My serious point is that there's no way tax cuts could produce *enough* disposable income to allow us to start spending our way out of recession. The current crisis is an inevitable product of a capitalist economic system which shuns government intervention and fiscal accountability, and promotes consumer spending to create untenable levels of credit. The answer is government intervention (I would go as far as nationalisation), direct accountability, and a drawing away from unsustainable levels of credit (like a mutual loan company, you lend what you have). The 'stimulus cheques' sent out in the States did nothing, as far as I'm aware, to help the economy, and certainly didn't head off the current situation, which -- as Haven says -- was not a result of a lack of consumer confidence, but a trigger for it.
I do agree that Labour tax policy has moved uncomfortably towards a Conservative position: historically the Tories have been very successful in presenting themselves as the party of lower taxes while demanding less from the rich and more from the middle classes than Labour. However, two elections ago, the difference between the tax income projected by the two parties was less than 1%. That's not the kind of money that's going to make a difference or that can cover spending cuts.

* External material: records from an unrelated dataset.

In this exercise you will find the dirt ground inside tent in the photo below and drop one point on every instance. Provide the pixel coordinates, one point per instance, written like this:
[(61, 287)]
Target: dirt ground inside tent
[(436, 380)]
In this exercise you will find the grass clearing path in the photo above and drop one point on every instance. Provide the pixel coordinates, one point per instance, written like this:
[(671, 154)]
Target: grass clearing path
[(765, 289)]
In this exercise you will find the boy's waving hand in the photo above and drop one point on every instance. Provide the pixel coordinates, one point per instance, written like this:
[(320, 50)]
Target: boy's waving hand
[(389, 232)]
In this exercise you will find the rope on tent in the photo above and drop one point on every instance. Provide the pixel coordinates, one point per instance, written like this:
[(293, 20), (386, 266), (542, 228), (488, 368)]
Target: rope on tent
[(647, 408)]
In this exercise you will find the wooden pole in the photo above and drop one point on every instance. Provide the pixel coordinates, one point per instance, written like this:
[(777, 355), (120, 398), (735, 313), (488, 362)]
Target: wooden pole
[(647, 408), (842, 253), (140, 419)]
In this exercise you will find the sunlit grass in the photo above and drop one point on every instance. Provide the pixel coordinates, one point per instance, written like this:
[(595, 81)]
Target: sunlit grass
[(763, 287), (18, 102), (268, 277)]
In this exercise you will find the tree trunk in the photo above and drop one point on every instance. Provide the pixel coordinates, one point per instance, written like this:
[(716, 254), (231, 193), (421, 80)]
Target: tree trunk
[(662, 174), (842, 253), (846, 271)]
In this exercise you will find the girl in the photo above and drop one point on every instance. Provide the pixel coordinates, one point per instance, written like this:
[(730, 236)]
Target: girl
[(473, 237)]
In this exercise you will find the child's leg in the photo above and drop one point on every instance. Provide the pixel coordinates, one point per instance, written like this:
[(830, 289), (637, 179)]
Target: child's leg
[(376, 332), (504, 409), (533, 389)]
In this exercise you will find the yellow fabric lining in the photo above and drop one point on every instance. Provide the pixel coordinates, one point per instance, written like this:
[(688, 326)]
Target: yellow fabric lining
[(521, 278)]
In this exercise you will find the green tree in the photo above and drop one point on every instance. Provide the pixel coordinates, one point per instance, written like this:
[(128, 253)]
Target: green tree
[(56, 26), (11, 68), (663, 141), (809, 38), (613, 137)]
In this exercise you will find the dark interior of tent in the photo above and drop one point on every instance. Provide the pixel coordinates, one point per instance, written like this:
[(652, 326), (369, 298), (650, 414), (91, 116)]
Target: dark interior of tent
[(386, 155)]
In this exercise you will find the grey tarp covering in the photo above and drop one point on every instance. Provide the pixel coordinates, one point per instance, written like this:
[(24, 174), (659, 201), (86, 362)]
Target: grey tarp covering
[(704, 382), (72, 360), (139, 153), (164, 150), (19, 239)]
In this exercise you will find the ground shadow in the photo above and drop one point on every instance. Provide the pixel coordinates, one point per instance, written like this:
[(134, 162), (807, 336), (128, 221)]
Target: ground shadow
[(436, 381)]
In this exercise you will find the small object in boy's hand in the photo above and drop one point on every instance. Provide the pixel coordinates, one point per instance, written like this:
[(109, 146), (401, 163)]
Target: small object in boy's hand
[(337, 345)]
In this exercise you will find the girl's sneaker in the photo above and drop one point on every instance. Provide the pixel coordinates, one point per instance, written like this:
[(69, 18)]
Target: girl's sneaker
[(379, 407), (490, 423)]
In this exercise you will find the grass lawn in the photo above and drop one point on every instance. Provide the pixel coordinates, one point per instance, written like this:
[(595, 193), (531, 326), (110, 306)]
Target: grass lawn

Slashing public spending might feel temporarily as though we were being appropriately hair-shirty about the whole thing, but it would be much more likely to lead to a further decline in economic stability, partly because the correlations presented between spending cuts and tax relief usually don't add up, partly because some service providers would have to start finding the money in other ways, and partly because some people would lose their jobs. It's all very well for you to say that we have too many civil servants anyway, but a) I don't think that means we should feel any less concerned for the people employed by the civil service, and b) the people who lose their jobs would, in the majority of cases, not be civil servants, they would be refuse collectors, the people who clean the town hall, lollipop ladies etc, etc: people already undervalued for doing essential jobs.